法定相続情報一覧図は、亡くなった被相続人と法定相続人が一目で分かる一覧図です。法定相続情報一覧図を確認すれば、被相続人と法定相続人が誰で、どういった関係性なのかを知ることができます。

相続手続きは手間と時間がかかる

被相続人が亡くなり相続が発生すると、さまざまな相続手続きが必要です。そして、それぞれの手続きで、被相続人の戸籍関係の書類の提出をおこないます。

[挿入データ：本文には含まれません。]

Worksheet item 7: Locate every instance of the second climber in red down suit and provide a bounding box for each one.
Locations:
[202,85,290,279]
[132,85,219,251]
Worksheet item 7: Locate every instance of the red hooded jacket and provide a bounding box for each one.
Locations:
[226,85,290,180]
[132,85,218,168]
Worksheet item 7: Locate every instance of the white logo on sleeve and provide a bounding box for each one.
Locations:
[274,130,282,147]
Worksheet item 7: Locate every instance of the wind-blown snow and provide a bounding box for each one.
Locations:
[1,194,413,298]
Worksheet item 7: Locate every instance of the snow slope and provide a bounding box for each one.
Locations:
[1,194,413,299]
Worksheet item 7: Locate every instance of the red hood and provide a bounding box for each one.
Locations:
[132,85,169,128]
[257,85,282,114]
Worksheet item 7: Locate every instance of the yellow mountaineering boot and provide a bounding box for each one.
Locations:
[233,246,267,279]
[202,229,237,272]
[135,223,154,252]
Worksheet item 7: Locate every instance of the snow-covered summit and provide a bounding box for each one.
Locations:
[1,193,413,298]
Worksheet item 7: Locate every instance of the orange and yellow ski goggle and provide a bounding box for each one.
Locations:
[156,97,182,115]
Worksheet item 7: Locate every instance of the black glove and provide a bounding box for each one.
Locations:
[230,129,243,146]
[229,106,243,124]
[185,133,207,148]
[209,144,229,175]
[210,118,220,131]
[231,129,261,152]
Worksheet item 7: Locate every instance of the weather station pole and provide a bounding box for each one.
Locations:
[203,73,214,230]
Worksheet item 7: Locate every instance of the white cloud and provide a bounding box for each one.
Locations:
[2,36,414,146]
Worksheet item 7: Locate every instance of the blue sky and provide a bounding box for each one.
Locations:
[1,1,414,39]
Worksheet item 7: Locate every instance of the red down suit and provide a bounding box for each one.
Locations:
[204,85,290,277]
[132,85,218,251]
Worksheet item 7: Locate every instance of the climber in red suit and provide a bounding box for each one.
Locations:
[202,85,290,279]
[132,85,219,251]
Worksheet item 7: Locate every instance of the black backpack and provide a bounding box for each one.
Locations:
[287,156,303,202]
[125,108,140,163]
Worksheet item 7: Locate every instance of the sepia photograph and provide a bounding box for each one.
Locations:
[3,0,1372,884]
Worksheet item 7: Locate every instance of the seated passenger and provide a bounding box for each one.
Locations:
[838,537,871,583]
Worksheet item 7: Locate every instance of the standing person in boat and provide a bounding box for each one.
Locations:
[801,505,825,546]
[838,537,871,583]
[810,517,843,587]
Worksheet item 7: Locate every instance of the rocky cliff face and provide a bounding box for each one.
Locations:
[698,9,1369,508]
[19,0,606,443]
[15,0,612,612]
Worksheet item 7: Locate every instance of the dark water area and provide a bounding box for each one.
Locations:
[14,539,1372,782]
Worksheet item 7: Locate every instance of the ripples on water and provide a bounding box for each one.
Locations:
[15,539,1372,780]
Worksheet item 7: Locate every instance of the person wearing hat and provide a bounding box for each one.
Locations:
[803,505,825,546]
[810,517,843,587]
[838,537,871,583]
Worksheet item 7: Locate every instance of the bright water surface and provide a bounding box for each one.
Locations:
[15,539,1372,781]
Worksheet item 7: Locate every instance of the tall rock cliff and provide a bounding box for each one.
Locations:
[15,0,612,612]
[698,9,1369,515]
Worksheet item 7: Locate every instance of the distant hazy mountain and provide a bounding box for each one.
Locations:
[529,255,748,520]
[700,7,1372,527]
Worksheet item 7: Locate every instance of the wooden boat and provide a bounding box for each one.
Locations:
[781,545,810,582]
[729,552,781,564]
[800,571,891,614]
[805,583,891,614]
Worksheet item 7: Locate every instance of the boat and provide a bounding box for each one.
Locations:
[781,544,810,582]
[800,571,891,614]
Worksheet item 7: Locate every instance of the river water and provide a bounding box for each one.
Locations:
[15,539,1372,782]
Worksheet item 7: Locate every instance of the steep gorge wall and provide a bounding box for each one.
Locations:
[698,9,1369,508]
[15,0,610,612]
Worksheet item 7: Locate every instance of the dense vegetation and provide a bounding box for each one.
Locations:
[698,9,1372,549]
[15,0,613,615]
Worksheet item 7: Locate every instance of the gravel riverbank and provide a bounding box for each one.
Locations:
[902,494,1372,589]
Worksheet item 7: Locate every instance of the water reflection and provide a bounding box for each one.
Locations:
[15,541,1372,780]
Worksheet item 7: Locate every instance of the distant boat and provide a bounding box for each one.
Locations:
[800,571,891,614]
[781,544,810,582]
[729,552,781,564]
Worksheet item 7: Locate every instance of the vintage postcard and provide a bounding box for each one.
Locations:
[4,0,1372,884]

しかし、戸籍関係の書類は戸籍謄本や除籍謄本、住民票など多岐にわたります。出生から転籍、結婚、離婚するまでのすべての戸籍謄本を各市町村に請求することが必要です。相続手続きの度に、これらの戸籍関係の書類の束を集めて提出する必要があり、手間がかかることが問題視されていました。

法定相続情報一覧図で相続手続きを効率化

各相続手続きで、戸籍関係の書類の束を集め直して提出する手間を省略するために2017年に登場した制度が「法定相続情報証明制度」です。

法定相続情報証明制度に則り「法定相続情報一覧図」を作成すれば、各相続手続きで、法定相続情報一覧図の写しのみで提出書類の対応が可能となりました。

法定相続情報一覧図は一度作成すれば、原則再作成は不要です。以下の相続手続きが、法定相続情報一覧図の写しのみで対応できます。

  • 相続税の申告と納税
  • 相続登記(不動産の名義変更)
  • 預貯金の払い戻しと名義変更
  • 株や投資信託など有価証券の名義変更
  • 年金の手続き
  • 自動車や船の名義変更

手続き先の機関によっては法定相続情報一覧図が利用できない場合もあるため、事前に確認してください。

相続人の1人が申出人となり作成する

法定相続情報証明制度を利用できる方は、亡くなった被相続人の相続人です。相続人の1人が申出人となり、法定相続情報証明制度の利用手続きをおこないます。

また、申出人による代理人への委任も可能です。代理人になれる方は以下の通りです。

  • 親族
  • 弁護士
  • 司法書士
  • 土地家屋調査士
  • 税理士
  • 社会保険労務士
  • 弁護士
  • 海事代理士
  • 行政書士

申出人または代理人が、法定相続情報証明制度の利用ために必要書類を収集して法定相続情報一覧図の作成を行い、登記所へ申出をします。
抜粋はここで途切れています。